Belews Lake was the first site to provide conclusive evidence that exposure to elevated levels of selenium -- in this case only 10 to 20 times those in nearby uncontaminated reservoirs -- causes deformities in natural populations of freshwater fish. Nineteen out of the 20 species of fish in Belews Lake disappeared over the course of four years: by 1978, only the selenium-tolerant mosquito fish remained.
Lemly conducted a follow-up study of Belews Lake in 1996, a decade after the plant quit discharging selenium-laden wastewater into the lake. He found selenium still present at a moderate risk level in the sediment of the lake. The element continued to gradually move from the sediment through the food chain, accumulating to toxic levels in fish eggs.

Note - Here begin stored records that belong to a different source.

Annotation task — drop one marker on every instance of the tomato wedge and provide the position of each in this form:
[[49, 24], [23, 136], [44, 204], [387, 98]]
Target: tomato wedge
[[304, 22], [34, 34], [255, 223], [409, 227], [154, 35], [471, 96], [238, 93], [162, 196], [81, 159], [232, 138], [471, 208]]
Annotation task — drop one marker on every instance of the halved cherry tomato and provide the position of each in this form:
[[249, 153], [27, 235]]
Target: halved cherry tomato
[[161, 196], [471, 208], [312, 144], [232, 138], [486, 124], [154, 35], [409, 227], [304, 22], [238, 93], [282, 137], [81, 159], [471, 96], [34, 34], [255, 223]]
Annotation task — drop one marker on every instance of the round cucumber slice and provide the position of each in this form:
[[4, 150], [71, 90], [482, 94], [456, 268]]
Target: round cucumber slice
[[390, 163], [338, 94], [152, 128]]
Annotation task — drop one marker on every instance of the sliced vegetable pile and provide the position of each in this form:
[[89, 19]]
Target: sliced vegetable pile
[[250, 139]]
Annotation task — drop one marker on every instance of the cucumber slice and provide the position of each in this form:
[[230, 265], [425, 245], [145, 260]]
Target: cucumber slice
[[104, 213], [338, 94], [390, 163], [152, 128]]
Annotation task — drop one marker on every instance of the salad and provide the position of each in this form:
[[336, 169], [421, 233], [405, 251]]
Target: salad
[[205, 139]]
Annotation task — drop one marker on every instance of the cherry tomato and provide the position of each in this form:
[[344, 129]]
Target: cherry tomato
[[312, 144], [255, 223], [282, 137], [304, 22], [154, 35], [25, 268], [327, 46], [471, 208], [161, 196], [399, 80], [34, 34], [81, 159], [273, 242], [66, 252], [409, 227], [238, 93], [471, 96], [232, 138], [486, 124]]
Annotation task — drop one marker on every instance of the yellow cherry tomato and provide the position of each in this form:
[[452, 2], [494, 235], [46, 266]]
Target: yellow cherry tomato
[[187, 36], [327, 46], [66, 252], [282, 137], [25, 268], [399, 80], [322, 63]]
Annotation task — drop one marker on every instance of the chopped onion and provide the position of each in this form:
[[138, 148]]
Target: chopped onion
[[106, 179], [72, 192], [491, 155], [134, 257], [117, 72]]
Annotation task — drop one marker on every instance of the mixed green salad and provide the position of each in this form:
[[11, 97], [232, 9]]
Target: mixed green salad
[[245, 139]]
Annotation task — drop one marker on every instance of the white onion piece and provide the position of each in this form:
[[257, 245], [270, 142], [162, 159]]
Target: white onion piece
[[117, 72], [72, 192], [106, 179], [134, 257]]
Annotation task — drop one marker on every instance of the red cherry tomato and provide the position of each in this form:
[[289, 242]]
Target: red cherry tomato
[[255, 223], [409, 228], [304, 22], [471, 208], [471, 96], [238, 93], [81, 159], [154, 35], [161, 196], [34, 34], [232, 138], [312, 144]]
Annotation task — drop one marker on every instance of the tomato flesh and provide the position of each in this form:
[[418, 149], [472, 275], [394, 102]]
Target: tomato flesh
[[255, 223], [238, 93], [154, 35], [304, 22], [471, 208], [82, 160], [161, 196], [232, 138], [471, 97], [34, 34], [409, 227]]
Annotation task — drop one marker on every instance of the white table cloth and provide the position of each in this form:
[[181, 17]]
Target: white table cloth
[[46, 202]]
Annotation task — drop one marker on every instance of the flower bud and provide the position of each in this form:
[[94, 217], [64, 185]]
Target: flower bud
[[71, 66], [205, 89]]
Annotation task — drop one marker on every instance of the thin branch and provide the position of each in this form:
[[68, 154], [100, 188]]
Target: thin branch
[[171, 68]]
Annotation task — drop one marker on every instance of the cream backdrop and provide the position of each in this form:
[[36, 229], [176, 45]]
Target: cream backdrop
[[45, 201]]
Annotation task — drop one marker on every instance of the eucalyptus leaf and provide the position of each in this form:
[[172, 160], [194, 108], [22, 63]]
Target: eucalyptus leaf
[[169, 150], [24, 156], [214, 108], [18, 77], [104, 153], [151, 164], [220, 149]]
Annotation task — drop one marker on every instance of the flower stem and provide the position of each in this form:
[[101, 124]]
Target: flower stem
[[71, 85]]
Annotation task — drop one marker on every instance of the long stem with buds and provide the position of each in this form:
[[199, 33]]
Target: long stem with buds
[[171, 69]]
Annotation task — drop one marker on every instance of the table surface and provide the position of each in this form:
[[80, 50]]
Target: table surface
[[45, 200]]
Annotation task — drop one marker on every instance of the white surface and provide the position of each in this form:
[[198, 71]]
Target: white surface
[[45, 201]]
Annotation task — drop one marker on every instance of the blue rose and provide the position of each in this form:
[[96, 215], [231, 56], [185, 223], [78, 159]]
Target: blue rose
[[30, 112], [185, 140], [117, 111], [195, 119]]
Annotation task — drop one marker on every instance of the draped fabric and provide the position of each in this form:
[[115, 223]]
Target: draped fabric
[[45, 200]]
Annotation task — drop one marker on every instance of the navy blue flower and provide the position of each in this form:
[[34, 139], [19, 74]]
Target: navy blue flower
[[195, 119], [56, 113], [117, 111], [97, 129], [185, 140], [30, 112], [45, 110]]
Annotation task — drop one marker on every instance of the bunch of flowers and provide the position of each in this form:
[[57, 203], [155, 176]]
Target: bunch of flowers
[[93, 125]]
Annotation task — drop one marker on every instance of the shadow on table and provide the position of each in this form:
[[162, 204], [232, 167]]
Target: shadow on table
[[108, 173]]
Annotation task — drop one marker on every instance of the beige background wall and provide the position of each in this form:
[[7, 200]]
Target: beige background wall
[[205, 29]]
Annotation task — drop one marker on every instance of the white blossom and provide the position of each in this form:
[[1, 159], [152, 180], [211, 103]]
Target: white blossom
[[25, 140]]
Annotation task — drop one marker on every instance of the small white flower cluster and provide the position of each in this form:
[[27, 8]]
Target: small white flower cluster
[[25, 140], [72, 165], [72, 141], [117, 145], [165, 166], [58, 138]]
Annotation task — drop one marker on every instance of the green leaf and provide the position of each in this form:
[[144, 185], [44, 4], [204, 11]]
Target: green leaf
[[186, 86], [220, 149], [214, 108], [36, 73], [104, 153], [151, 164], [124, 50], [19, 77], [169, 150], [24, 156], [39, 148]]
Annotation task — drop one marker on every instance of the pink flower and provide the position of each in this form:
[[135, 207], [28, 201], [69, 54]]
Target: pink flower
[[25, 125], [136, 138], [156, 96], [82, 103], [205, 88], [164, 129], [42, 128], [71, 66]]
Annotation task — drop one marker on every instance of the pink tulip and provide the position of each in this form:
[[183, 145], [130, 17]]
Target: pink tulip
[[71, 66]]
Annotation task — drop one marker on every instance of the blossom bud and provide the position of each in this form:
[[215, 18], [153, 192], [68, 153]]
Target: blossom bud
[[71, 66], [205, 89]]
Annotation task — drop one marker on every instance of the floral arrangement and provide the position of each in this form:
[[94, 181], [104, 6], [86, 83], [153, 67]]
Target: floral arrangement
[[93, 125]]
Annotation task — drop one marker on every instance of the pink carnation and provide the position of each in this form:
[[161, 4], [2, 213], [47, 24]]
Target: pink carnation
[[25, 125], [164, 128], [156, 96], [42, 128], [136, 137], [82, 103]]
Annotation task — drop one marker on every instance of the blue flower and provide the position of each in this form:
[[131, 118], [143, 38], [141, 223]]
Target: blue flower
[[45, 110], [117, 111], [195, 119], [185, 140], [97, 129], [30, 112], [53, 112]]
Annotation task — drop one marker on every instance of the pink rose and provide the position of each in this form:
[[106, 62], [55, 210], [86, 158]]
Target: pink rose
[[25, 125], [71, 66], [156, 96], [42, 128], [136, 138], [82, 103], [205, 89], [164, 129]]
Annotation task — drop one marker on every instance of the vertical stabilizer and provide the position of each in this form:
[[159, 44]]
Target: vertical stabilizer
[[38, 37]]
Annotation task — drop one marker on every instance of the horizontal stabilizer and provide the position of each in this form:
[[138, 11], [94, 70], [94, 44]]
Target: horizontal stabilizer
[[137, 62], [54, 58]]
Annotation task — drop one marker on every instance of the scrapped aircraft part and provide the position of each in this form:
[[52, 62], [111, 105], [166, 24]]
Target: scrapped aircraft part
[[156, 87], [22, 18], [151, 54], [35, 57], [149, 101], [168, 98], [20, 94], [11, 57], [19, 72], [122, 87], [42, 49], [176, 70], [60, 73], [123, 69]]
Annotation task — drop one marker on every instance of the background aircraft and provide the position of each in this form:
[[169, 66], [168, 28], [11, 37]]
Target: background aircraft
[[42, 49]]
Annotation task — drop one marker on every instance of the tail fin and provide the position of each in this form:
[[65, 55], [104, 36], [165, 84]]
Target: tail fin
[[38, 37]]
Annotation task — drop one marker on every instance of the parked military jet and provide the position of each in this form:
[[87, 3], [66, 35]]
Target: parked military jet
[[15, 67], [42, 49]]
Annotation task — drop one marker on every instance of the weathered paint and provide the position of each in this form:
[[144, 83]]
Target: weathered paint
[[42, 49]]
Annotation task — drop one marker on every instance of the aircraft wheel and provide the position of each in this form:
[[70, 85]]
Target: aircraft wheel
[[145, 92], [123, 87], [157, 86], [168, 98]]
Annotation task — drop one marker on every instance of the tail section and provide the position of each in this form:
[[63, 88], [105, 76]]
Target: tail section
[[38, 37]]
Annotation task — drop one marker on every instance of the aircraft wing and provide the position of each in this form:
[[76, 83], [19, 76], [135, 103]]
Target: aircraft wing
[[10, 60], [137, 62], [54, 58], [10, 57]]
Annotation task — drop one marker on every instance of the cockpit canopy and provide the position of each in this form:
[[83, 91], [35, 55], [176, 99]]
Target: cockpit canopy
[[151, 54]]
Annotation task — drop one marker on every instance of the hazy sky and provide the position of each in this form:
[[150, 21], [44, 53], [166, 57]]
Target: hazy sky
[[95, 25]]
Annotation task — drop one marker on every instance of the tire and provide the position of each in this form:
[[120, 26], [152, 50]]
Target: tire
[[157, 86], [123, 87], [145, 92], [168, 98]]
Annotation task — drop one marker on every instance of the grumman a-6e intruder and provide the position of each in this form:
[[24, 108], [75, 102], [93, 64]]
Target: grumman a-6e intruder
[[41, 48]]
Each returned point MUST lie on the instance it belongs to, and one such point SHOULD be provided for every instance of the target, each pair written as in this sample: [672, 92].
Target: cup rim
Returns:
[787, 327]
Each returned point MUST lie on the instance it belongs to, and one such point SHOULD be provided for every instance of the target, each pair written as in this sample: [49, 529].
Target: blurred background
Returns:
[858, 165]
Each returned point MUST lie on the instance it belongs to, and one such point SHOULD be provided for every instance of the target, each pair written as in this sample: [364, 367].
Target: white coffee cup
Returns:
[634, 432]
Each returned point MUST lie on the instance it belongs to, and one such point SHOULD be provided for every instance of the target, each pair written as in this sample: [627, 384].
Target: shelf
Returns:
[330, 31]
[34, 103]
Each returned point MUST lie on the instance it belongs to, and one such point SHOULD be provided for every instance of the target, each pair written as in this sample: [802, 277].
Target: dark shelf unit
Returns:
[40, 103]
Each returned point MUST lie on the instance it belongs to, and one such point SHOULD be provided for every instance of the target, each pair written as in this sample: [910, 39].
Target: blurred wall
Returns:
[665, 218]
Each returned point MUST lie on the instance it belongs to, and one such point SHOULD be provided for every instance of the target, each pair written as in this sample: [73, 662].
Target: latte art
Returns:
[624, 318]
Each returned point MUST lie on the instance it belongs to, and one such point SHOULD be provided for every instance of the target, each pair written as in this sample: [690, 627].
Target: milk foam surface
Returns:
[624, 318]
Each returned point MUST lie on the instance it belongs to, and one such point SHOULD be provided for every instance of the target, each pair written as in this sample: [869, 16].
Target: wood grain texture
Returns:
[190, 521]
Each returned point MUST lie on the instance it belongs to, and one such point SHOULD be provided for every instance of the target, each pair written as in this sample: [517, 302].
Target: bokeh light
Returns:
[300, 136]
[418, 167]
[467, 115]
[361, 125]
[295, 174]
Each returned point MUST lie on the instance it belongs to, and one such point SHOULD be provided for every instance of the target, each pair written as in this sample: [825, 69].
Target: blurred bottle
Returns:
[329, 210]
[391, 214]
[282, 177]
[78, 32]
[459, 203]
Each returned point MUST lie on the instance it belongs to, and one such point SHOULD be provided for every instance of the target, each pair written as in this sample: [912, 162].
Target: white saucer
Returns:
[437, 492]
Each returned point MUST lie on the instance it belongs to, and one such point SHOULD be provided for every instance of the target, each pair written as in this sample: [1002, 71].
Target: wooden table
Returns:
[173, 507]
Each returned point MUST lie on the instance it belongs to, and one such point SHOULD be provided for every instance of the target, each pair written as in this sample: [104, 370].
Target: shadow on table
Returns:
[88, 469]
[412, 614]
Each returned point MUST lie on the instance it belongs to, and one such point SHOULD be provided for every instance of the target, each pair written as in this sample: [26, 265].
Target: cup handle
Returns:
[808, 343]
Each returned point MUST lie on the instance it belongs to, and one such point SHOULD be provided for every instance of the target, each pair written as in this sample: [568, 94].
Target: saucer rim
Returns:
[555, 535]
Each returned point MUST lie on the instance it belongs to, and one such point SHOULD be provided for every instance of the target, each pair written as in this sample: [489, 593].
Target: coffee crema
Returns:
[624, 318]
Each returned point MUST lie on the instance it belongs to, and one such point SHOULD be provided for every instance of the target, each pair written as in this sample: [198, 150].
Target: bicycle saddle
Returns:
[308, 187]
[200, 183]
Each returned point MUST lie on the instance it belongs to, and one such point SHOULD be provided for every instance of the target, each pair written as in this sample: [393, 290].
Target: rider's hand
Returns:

"Bioaccumulation in food chains causes otherwise harmless concentrations of selenium to reach toxic levels," said Lemly. "Selenium in contaminated sediments can be cycled into food chains for decades. Lessons from Belews Lake provide the foundation for protecting aquatic ecosystems as new selenium issues emerge."
At the time Belews Lake was contaminated, the irrigation of selenium-rich soils in arid regions of the American West was the other major source of selenium poisoning. New sources of selenium pollution include phosphate mining, animal feedlot waste, landfill disposal of ash from coal-fired plants, and the use of constructed wetlands to treat wastewater.
More information about the effects of selenium on the aquatic environment, as well as methods to evaluate and control it, can be found in Lemly's new book, "Selenium Assessment in Aquatic Ecosystems: A Guide for Hazard Evaluation and Water Quality Criteria," published in April 2002 by Springer-Verlag.